Medio arrumbadas esas chiquillas que nos brinda un cine cada día más anémico de amor, más asexual y menos humano. Muchachitas que en la carrera hacia la natural e inevitable pradera de las arrugas que no perdonan, botox, bisturís desafinados como el violín de aquella amiga de Marilyn en “Con faldas y a lo loco”. Y como en una película de Federico Fellini, levantas el telón asquerosamente lleno de polvo de ochocientos días y ochocientas noches de fracasos y aparece la mujer, la mujer que ya no tienen las pantallas más que cuando las secas y aburridas ninfas tuberculosas están cuidándose el cutis en un rancho de Nevada.

Monica Bellucci es en estos años de recesión mental, de mccarthysmo sexual, de cirugía de guerra con Benzopan por si acaso, la diosa que todos reclamamos pero que raramente aparece porque los gustos de los productores nunca han sido los de los espectadores.

El problema de Monica Bellucci es que es espectacularmente, chillonamente bella en la perfección de las mujeres que se inventaban las diosas cuando querían cazar a Ulises en una cueva del mar Jónico, donde los monstruos jugaban al parchís versión tibetana. No se puede ser tan bella, Madame Bellucci, es un pecado ser como es usted porque la envidia se la comerán como aquel monstruo de un solo ojo que solo parloteaba griego clásico.

Monica, ay Monica, que habría bramado Marcello, el Mastroianni, cósmicamente bella, tremendamente mujer sin que le falte una pestaña que no recoja su poquito de rimmel perfumado, del mismo que bañaba los ojos de la Garbo, de la Marilyn, de la gretchen Marlene Dietrich.

No, oiga caballero, a Monica Bellucci hay que verla, admirarla, aunque sea en foto y en blanco y negro. Ella no se deja querer ni con los ojos como esas jovencillas apáticas estrellas que ya cabalgan a lomos de un unicornio ciego hacia los 50 de la desesperación, la edad cruel como decía aquel mariquita que me abordó una tarde de mayo, mes de las flores y de amoríos, en un hotel-palacio de Cannes creyendo que yo era mocita y haciéndome creer que él era la reencarnación autorizada por los fabricantes catalanes de aquel poeta de Granada, creo que se llamaba Federico García Lorca, que siempre nadó entre las aguas de sus ríos de nácar andaluces.

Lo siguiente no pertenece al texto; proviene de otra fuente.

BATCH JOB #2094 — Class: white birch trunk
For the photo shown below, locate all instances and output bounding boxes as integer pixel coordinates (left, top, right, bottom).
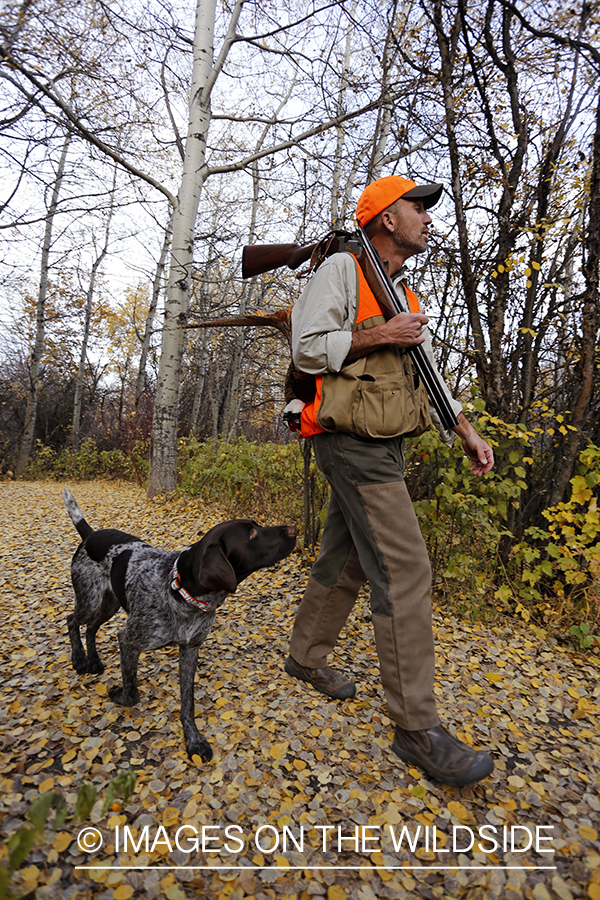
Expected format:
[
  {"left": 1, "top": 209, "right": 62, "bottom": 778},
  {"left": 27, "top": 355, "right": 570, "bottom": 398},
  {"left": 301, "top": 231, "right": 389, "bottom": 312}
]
[
  {"left": 135, "top": 213, "right": 172, "bottom": 411},
  {"left": 148, "top": 0, "right": 243, "bottom": 497},
  {"left": 71, "top": 166, "right": 117, "bottom": 452},
  {"left": 15, "top": 132, "right": 71, "bottom": 476}
]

A Monica Bellucci no hay que hacerle el feo de describirla siquiera. Hay que admirarla, incondicionalmente y si ella consiente, que no, ya lo verán, estrecharla en un gesto de amor, como Zeus a Leda, aunque hubiese que disfrazarse de Pato Donald.

Monica es la conjunción de todos los sueños y pesadillas de nuestra infancia, adolescencia, pubertad y vejez. De todos los sueños que durante décadas hemos tenido frente a la pantalla siempre prometedora del cine, cuando Maureen O’Hara desafiaba con un bufido a Carol Lombard que, ella, la pobre, te miraba, se bajaba del lienzo blanco y te comía a besos.

Ay, Monica, cuántos sexos flácidos (dfixit Paul Auster más o menos) has recuperado del coma en el que morían desde el nacer.

Pero no llores por nosotros, pobres pecadores que no tenemos más que una pantalla para verte y admirarte. Llora por los pobres de espíritu que todavía no han entendido que la belleza de una mujer está en sus ojos, ojos como los tuyos que se comunican directamente con la Virgen de tu obediencia.

Eres la última mujer, la última dama, la última diva, la última diosa de ese cine que tú probablemente amaste pero que cada día se adentra más y más en los misterios de lo femenino. Les han metido en lo poco que les queda de entendimiento que Adán deseó o quizá hasta amó a Eva y que por la culpa de esa maldita manzana, que no era la que hizo rico a Rockefeller, perdieron el paraíso.

Y todos esos muchachillos del cine que no entienden todavía no saben que una mujer sin sexo es como una película sin sonido estereofónico o silencio estereofónico sin Sergio Leone para dirigir la orquesta.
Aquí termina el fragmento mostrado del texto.